Marlon Brando burst onto the silver screen in the early 1950s, with career-defining roles in dramas like A Streetcar Named Desire and On the Waterfront. Off-screen, however, his private life was just as dramatic.

Brando married three times in his life, first to British-Indian actress Anna Kashfi in 1957; then to American actress Movita Castaneda in 1960; and lastly to Tarita Teriipaia, a French Polynesian actress Brando met while filming Mutiny on the Bounty in 1962. He also had numerous affairs and romances (including an infamous clandestine relationship with Marilyn Monroe), plus had 11 children. Yet despite all that, rumors about Brando’s sexuality dogged him for years, leaving gossip columnists and biographers to speculate that Brando was—or had at one time been—bisexual.

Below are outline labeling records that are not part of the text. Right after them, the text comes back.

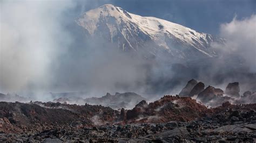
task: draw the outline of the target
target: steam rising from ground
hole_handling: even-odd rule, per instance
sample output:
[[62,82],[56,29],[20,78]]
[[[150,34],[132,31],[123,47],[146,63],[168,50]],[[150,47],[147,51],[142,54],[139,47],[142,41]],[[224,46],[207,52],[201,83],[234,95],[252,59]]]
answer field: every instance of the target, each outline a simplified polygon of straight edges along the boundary
[[234,54],[245,60],[250,71],[256,72],[256,16],[242,20],[234,18],[220,27],[220,35],[227,39],[223,50],[227,54]]
[[44,91],[50,65],[70,42],[60,16],[71,2],[1,2],[0,91]]
[[[221,25],[220,35],[227,43],[214,45],[221,56],[207,68],[199,63],[187,70],[186,66],[172,67],[173,62],[131,56],[103,39],[85,39],[83,29],[71,22],[75,17],[65,16],[76,2],[4,1],[1,4],[0,92],[39,92],[40,100],[50,98],[42,96],[50,91],[84,91],[93,96],[132,91],[156,98],[178,94],[180,89],[176,85],[192,78],[219,84],[217,74],[233,72],[240,66],[233,58],[245,60],[250,71],[256,72],[255,15]],[[231,59],[227,67],[223,62],[227,57]]]

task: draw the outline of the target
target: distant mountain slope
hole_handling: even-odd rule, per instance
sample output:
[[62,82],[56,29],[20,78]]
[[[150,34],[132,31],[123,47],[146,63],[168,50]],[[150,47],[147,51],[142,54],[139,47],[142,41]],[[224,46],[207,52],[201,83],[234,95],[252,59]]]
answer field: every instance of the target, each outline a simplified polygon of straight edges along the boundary
[[87,35],[100,37],[123,51],[144,56],[166,55],[181,59],[213,57],[213,42],[224,40],[179,24],[151,17],[142,17],[121,8],[104,5],[77,20]]

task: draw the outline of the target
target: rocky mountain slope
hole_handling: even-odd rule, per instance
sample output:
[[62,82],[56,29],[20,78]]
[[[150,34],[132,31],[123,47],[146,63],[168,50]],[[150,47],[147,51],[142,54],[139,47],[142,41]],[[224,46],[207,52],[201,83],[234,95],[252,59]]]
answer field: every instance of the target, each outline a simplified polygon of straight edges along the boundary
[[186,59],[213,57],[217,53],[211,44],[224,42],[211,34],[159,18],[132,14],[111,4],[84,13],[77,23],[90,37],[103,38],[123,51],[147,58],[163,55]]

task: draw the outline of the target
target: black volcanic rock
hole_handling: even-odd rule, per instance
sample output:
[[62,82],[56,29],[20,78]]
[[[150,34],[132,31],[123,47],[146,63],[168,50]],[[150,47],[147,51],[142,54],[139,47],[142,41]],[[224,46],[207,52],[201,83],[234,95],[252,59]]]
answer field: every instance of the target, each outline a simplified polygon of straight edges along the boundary
[[197,85],[198,82],[192,79],[189,81],[186,86],[181,90],[179,94],[179,95],[180,96],[188,96],[193,88]]
[[223,94],[224,92],[221,89],[208,86],[198,94],[197,99],[200,100],[203,103],[206,104],[219,96],[223,96]]
[[239,83],[236,82],[228,83],[226,88],[225,94],[231,97],[239,97]]
[[83,99],[78,97],[60,97],[55,99],[53,102],[60,103],[68,103],[70,104],[77,104],[83,105],[88,103],[91,105],[102,105],[104,106],[109,106],[112,109],[118,109],[123,108],[133,108],[139,102],[146,99],[142,96],[134,92],[116,92],[112,95],[107,93],[102,97],[91,97]]
[[205,84],[201,82],[198,82],[190,91],[188,96],[192,97],[195,95],[198,95],[205,89]]

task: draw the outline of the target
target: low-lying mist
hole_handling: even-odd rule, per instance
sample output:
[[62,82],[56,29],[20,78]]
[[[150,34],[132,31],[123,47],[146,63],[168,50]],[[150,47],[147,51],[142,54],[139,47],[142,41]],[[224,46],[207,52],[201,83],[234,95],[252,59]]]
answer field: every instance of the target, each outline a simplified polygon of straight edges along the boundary
[[178,94],[193,78],[222,89],[239,82],[241,91],[256,90],[255,15],[220,25],[226,42],[212,47],[219,56],[166,61],[86,37],[75,22],[77,4],[1,2],[0,92],[41,101],[53,99],[50,92],[83,92],[83,98],[134,92],[153,98]]

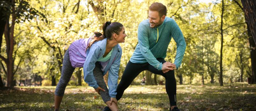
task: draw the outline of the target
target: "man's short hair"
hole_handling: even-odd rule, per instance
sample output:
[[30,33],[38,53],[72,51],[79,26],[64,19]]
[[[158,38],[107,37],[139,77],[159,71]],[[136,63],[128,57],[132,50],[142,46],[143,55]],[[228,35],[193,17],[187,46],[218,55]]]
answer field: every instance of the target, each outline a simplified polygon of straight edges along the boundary
[[163,15],[166,16],[167,10],[166,7],[162,3],[155,2],[151,4],[149,8],[151,11],[156,11],[158,12],[159,16],[161,17]]

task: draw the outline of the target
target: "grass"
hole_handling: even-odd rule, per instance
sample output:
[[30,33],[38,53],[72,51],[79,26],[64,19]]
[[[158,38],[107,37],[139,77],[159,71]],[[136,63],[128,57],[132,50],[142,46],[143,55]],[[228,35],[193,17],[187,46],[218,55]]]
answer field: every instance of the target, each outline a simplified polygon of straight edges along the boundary
[[[256,111],[256,85],[244,83],[178,85],[182,111]],[[55,87],[18,87],[0,90],[0,111],[49,111]],[[94,97],[96,97],[95,99]],[[68,86],[61,111],[102,111],[106,106],[92,88]],[[167,111],[165,85],[131,86],[118,101],[120,111]]]

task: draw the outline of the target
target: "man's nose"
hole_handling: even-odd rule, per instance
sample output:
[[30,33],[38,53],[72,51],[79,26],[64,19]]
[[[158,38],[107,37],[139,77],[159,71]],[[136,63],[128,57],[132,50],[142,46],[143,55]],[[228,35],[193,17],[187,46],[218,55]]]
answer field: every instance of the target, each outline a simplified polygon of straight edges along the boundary
[[152,19],[149,18],[149,23],[152,23]]

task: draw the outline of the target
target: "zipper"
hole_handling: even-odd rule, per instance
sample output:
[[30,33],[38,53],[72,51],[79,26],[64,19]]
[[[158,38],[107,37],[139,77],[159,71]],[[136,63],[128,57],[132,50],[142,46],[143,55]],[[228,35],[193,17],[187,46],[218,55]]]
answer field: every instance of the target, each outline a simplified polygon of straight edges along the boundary
[[156,43],[157,42],[157,41],[158,41],[158,37],[159,36],[159,35],[158,34],[158,28],[156,28],[156,29],[157,29],[157,39],[156,39]]

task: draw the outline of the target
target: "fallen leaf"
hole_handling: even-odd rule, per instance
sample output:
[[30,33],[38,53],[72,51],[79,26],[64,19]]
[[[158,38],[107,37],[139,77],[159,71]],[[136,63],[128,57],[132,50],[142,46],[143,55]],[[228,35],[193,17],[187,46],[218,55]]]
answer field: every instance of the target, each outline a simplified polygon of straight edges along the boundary
[[125,102],[119,102],[119,104],[123,105],[124,104],[125,104]]
[[96,99],[96,98],[97,98],[97,96],[96,96],[96,95],[95,95],[94,97],[93,97],[93,99]]

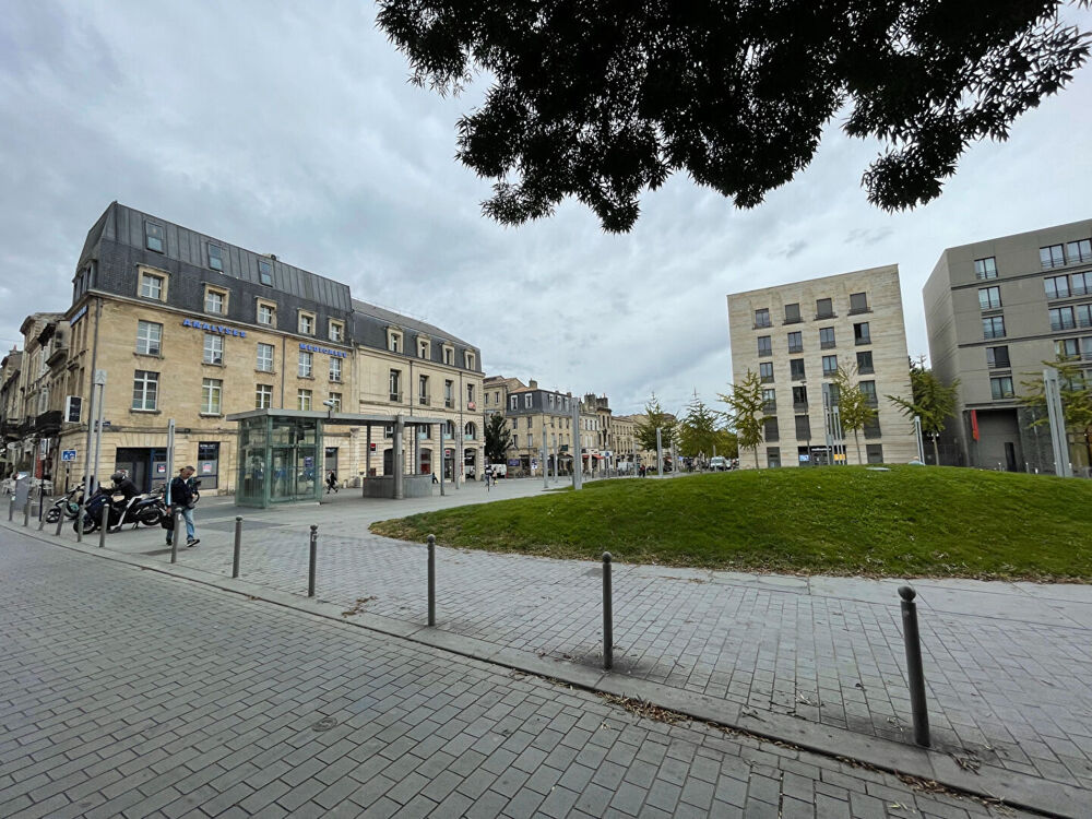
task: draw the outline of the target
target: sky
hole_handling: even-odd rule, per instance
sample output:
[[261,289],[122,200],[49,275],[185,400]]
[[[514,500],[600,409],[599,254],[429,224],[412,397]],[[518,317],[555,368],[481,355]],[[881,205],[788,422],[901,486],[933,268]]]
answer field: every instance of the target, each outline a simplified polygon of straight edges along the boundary
[[[1092,11],[1064,15],[1092,29]],[[344,282],[480,347],[486,375],[714,408],[732,379],[728,293],[897,263],[907,348],[922,286],[957,245],[1092,217],[1092,68],[963,156],[941,197],[889,214],[860,176],[879,143],[827,129],[808,169],[737,210],[675,175],[634,229],[567,202],[503,227],[454,161],[479,83],[408,83],[366,0],[13,0],[0,15],[0,345],[71,302],[114,200]]]

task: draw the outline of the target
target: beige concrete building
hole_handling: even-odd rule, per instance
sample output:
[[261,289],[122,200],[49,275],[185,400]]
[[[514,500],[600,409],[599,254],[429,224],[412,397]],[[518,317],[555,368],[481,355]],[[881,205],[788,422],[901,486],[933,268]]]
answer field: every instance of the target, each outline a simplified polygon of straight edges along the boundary
[[[442,458],[449,478],[479,472],[476,347],[275,256],[118,203],[88,233],[71,307],[28,317],[23,333],[22,354],[4,359],[0,429],[7,452],[39,449],[39,472],[57,474],[60,453],[74,450],[72,474],[83,475],[96,371],[106,381],[100,478],[119,468],[141,487],[166,478],[170,418],[175,464],[194,464],[203,489],[230,492],[237,427],[227,416],[256,408],[439,418],[407,427],[418,438],[403,441],[405,470],[432,472]],[[320,470],[343,482],[388,474],[393,429],[330,425],[299,472],[312,486]]]
[[[762,466],[820,465],[843,455],[827,441],[824,388],[839,368],[875,396],[877,418],[852,432],[851,463],[905,463],[917,456],[911,422],[885,395],[911,395],[899,268],[888,265],[732,294],[728,328],[733,381],[759,375],[767,422]],[[832,395],[836,402],[836,394]],[[751,467],[750,452],[739,465]]]
[[[1058,356],[1092,378],[1092,221],[948,248],[923,296],[933,371],[960,382],[942,461],[1054,473],[1049,431],[1020,395]],[[1089,447],[1070,436],[1076,474]]]

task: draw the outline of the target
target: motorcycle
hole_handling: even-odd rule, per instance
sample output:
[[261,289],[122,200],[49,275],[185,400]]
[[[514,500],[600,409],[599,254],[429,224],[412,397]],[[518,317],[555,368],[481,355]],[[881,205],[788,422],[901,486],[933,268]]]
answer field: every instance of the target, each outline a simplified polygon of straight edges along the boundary
[[69,520],[74,519],[80,513],[81,500],[83,500],[83,484],[54,500],[52,506],[46,510],[46,523],[57,523],[62,514]]

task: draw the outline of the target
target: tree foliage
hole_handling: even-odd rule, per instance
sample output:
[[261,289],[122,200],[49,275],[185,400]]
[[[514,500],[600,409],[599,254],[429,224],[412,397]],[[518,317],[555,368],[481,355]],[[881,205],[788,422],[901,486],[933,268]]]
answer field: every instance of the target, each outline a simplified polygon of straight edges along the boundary
[[670,413],[665,413],[660,406],[660,399],[653,393],[644,405],[644,420],[637,424],[637,442],[641,449],[656,451],[656,429],[660,429],[660,441],[666,449],[675,437],[677,420]]
[[731,393],[717,393],[716,396],[728,405],[725,415],[736,434],[738,449],[755,450],[755,468],[759,468],[758,444],[762,442],[762,427],[765,419],[772,417],[765,414],[761,379],[748,369],[741,381],[732,384]]
[[456,157],[496,180],[487,215],[522,224],[575,197],[626,232],[676,171],[753,207],[835,117],[887,145],[870,202],[928,202],[972,142],[1006,139],[1083,63],[1060,4],[380,0],[378,22],[414,83],[492,80],[458,122]]
[[860,389],[856,377],[856,368],[850,372],[839,367],[831,381],[838,385],[838,417],[842,423],[842,429],[853,432],[853,442],[857,448],[857,463],[864,463],[860,459],[859,434],[876,417],[876,407],[873,405],[871,395]]
[[959,379],[945,384],[925,366],[923,356],[922,360],[910,365],[910,389],[913,393],[910,399],[899,395],[888,395],[887,399],[911,419],[911,424],[915,415],[922,418],[922,435],[933,439],[933,458],[939,465],[937,438],[945,431],[945,424],[956,413]]
[[485,425],[485,456],[489,463],[503,463],[508,458],[508,449],[512,446],[512,434],[508,422],[500,413],[489,416]]

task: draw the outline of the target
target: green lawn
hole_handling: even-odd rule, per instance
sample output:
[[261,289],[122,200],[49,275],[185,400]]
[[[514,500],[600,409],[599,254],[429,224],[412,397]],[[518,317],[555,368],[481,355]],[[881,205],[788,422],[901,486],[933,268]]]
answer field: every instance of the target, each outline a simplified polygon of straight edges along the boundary
[[1092,482],[923,466],[603,480],[372,524],[549,557],[715,569],[1092,582]]

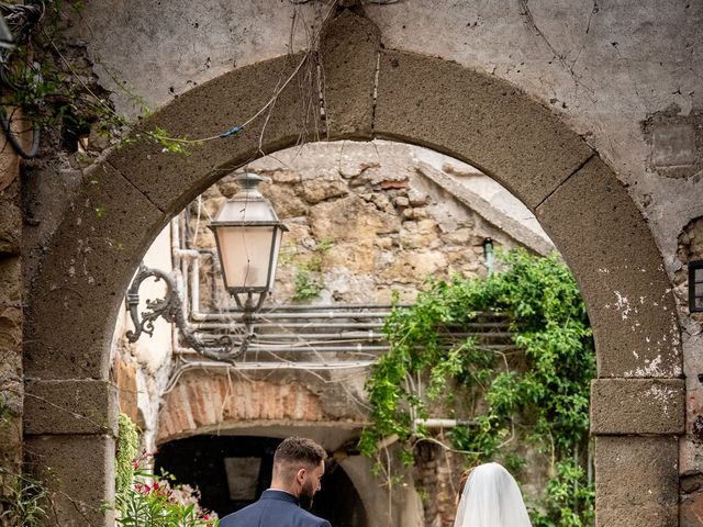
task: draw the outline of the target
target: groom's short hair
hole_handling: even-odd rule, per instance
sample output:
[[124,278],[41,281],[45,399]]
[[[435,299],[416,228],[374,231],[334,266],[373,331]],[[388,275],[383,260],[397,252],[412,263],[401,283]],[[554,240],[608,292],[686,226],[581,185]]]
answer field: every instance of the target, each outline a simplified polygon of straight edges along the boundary
[[274,453],[274,470],[286,474],[286,479],[294,476],[302,467],[317,467],[327,458],[325,449],[312,439],[304,437],[289,437]]

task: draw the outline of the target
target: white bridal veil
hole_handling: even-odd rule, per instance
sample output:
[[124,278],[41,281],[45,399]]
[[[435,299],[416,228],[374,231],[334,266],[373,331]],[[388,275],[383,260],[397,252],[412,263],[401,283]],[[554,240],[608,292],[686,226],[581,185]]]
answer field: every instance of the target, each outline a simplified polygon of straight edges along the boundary
[[475,468],[461,493],[454,527],[532,527],[510,472],[498,463]]

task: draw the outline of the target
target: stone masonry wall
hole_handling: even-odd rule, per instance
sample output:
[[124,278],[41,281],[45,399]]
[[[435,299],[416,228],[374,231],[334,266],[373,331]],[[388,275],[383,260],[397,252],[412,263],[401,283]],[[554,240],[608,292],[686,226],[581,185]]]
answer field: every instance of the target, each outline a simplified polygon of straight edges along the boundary
[[[313,144],[298,150],[247,168],[265,177],[260,190],[290,229],[274,303],[294,302],[303,279],[319,289],[309,302],[389,303],[393,292],[412,302],[428,276],[484,276],[487,238],[496,248],[521,245],[458,200],[447,200],[425,175],[434,169],[413,158],[408,145]],[[191,203],[192,248],[215,248],[207,218],[236,191],[228,176]],[[203,277],[210,271],[202,270]],[[203,305],[217,309],[227,296],[221,278],[214,299],[212,284],[201,280]]]
[[[0,525],[2,498],[22,470],[22,258],[19,157],[0,150]],[[9,525],[9,524],[8,524]]]
[[[679,235],[677,256],[681,268],[674,273],[674,292],[683,326],[683,347],[690,350],[684,361],[687,377],[687,424],[681,438],[680,526],[703,524],[703,359],[694,352],[703,345],[703,313],[689,311],[688,264],[703,259],[703,217],[692,220]],[[688,316],[683,314],[688,312]]]

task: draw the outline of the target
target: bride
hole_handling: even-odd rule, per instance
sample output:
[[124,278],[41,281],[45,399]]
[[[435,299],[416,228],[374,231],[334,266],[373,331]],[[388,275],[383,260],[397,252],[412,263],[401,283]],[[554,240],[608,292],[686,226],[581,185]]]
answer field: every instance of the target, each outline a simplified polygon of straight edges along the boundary
[[454,527],[532,527],[523,495],[510,472],[498,463],[471,470]]

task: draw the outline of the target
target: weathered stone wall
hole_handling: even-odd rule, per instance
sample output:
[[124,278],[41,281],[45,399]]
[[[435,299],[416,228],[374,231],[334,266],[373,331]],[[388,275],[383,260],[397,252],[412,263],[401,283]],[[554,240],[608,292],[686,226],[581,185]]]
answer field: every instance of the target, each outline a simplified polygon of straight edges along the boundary
[[[699,127],[700,128],[700,127]],[[682,313],[689,311],[688,264],[703,259],[703,217],[689,222],[679,235],[677,256],[681,268],[674,273],[674,292]],[[682,316],[687,385],[685,436],[681,440],[681,527],[703,523],[703,313]]]
[[[12,495],[13,478],[22,473],[22,217],[18,173],[19,158],[4,143],[0,152],[0,500]],[[2,509],[0,501],[0,525],[5,525]]]
[[[260,190],[290,229],[283,235],[272,304],[294,302],[301,273],[320,289],[305,302],[390,303],[393,292],[401,302],[412,302],[429,276],[486,276],[488,239],[496,250],[553,248],[544,234],[533,233],[534,246],[532,238],[515,239],[503,225],[506,214],[496,208],[487,206],[482,214],[471,210],[433,177],[466,192],[471,182],[439,172],[414,152],[388,142],[316,143],[247,166],[265,177]],[[236,190],[232,176],[225,177],[189,205],[189,248],[215,250],[207,218]],[[532,215],[526,209],[517,214]],[[217,310],[228,295],[220,274],[212,273],[208,260],[203,265],[202,305]],[[219,290],[215,299],[211,280]]]

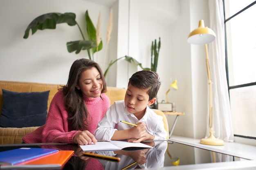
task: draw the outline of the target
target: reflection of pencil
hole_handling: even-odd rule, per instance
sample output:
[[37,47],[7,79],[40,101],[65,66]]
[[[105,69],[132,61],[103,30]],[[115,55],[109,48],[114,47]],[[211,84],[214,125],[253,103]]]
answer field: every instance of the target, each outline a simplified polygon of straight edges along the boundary
[[132,166],[133,165],[135,165],[135,164],[136,164],[137,163],[136,162],[135,162],[134,163],[132,163],[131,164],[130,164],[128,166],[124,167],[124,168],[123,168],[123,169],[121,169],[121,170],[124,170],[125,169],[127,169],[128,168]]
[[135,124],[132,124],[131,123],[127,122],[127,121],[123,121],[122,120],[121,120],[120,121],[121,121],[122,123],[124,123],[125,124],[128,124],[128,125],[132,125],[134,126],[137,126],[137,125],[135,125]]
[[109,161],[116,161],[118,162],[120,161],[120,158],[118,157],[110,157],[109,156],[102,155],[101,155],[95,154],[91,153],[83,152],[83,153],[84,156],[88,157],[91,157],[92,158],[108,160]]

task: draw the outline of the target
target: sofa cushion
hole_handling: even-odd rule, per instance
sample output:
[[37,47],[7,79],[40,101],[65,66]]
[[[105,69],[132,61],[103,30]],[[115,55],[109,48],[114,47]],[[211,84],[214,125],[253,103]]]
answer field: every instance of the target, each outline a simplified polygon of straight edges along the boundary
[[45,123],[49,91],[19,93],[2,89],[0,127],[39,126]]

Those rumors would likely have continued to have dogged him for the rest of his life if Brando hadn’t quietly and unexpectedly confirmed them as true in a little-known interview in the 1970s.

While publicizing his latest movie, The Missouri Breaks, in 1976, Brando was asked by a French interviewer what he thought about rumors that he and his co-star Jack Nicholson were in a secret relationship. Brando coolly and openly replied, “Like a large number of men, I, too, have had homosexual experiences … I have never paid much attention to what people think about me, but if there is someone who is convinced that Jack Nicholson and I are lovers, may they continue to do so. I find it amusing.”

Some Hollywood rumors, it seems, can end up being entirely true.